What is the best test for suspected recent exposure to hiv?

I recently had blood drawn at a place in India where I am not sure about the hygiene conditions, besides the needle slipped out and had to be put back in. For my peace of mind, I want to make sure I did not catch any form of HIV. This happened on Dec 18. I talked to a nurse who works for an online health testing website, and I have been told to get the following test at labcorp, I am waiting for the 28 day window to pass before I do this. Is this the state-of-the-art test for detecting recent hiv exposure? Can I be 100% assured if it comes back negative or is further testing still warranted? If this is not the right or the best test, are there better tests available at labcorp or any other facility, if so, what are they? Thank you so much.

Human Immunodeficiency Virus 1 (HIV-1), DNA RT-PCR With HIV Antibodies, ICMA
Labcorp Test Number: 162100
CPT Code: 87535
4 Responses
300980 tn?1194933000
MEDICAL PROFESSIONAL
Welcome to our Forum.  The risk of infection in the situation you mention is very, very low and not something to worry about.  

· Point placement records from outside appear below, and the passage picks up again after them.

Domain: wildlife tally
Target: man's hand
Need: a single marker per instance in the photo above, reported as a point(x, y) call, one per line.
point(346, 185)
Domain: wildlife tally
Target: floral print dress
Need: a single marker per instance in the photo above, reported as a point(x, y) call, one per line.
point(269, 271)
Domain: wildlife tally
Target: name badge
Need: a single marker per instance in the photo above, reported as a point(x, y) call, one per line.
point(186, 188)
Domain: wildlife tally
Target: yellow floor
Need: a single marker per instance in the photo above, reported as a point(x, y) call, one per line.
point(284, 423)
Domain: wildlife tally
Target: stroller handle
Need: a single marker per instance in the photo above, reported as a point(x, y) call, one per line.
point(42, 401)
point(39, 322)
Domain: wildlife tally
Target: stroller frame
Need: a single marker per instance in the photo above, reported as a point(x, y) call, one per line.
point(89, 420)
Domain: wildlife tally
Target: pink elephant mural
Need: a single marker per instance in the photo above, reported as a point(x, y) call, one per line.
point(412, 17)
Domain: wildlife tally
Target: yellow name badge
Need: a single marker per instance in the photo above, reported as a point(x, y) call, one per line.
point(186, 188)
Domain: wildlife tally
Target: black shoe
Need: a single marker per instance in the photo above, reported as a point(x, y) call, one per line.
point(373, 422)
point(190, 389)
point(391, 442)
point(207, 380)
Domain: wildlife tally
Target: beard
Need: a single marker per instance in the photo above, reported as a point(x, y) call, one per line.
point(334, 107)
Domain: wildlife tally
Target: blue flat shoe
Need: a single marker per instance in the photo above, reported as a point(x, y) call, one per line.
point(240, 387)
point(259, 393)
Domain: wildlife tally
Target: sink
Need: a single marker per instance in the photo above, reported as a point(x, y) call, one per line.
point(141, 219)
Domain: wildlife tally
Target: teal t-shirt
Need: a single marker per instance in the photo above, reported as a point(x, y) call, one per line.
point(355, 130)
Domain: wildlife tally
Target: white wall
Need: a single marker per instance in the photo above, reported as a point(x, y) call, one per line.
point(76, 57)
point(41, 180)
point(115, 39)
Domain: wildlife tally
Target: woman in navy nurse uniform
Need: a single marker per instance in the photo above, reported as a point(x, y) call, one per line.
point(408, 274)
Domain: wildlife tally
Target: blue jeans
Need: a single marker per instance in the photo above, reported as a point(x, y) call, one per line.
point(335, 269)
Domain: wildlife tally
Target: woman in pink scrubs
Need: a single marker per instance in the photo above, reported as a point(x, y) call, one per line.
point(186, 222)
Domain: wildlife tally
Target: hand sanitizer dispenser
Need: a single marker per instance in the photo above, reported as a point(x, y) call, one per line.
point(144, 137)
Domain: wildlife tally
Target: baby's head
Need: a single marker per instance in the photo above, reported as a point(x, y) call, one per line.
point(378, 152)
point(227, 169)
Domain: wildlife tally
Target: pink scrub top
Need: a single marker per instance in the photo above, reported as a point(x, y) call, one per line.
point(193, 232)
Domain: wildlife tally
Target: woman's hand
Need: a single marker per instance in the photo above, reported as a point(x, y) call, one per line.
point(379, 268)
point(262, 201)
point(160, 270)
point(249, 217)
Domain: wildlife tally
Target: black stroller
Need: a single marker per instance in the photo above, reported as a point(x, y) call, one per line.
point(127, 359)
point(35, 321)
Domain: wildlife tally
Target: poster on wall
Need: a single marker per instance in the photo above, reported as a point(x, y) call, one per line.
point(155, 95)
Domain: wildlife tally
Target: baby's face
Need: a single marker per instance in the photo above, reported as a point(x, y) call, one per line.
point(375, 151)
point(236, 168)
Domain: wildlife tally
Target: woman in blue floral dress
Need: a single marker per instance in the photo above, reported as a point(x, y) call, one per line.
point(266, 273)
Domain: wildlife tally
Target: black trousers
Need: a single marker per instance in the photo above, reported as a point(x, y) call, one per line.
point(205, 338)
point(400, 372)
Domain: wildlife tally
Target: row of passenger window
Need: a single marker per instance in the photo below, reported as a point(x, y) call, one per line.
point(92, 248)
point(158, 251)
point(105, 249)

There are no "best" tests for detection of HIV.  The test that has been recommended to you is a PCR test in which HIV RNA is used to amplify HIV DNA.  It is a very good test although it has somewhat more false positive tests than other antibody tests.  for this reason, on this site we do not recommend PCR tests for HIV diagnosis.  I have pasted a recent comment I made about PCR tests in below.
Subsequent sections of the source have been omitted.